Since 2006, about 30 percent of the commercial honeybee population has died off due to Colony Collapse Disorder. Though many theories have emerged about the causes of CCD since it first began ravaging honeybee populations, a study released this week has identified the first molecular marker of the disorder.
Researchers from the University of Illinois and the U.S. Department of Agriculture used information compiled through the Honeybee Genome Project to compare gene expressions in healthy bees with CCD-affected bees. They discovered large quantities of fragmented ribosomal RNA in CCD-affected bees. These fragments were found in the healthy bees, too -- they are apparently products of the damage repair mechanism in insects in general -- but they're present to a much greater extent in CCD-affected bees.May Berenbaum, University of Illinois entomology professor and department head, said via email that "the CCD bees also carry a greater number of picorna-like viruses; these are viruses that "hijack" the ribosome, inserting themselves and reprogramming ribosomes to manufacture viral proteins instead of bee proteins. So, what we think is happening is that infection by multiple viruses basically overloads the ribosome, which falls apart, thus leaving bees vulnerable to other stresses." This, according to the authors of the study, is "the root cause of colony collapse disorder."

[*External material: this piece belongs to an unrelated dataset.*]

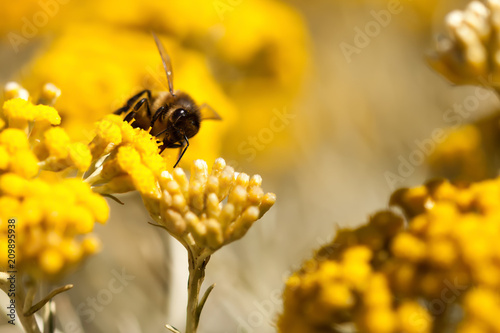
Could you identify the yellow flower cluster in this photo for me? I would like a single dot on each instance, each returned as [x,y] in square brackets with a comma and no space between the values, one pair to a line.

As to the question of why CCD struck when it did, Berenbaum speculates that it can be traced to the importation of Australian bees, which may have been asymptomatic carriers of a picornavirus, to the U.S. four years ago. "In 2005, the Honey Bee Act of 1922, which prevented the importation of any live bees into the U.S., was effectively suspended to allow bees in. CCD might not have resulted just from Australian bees, but just by increasing global trade, increasing the odds of multiple infection (promoted by the varroa mite, which is a vector)."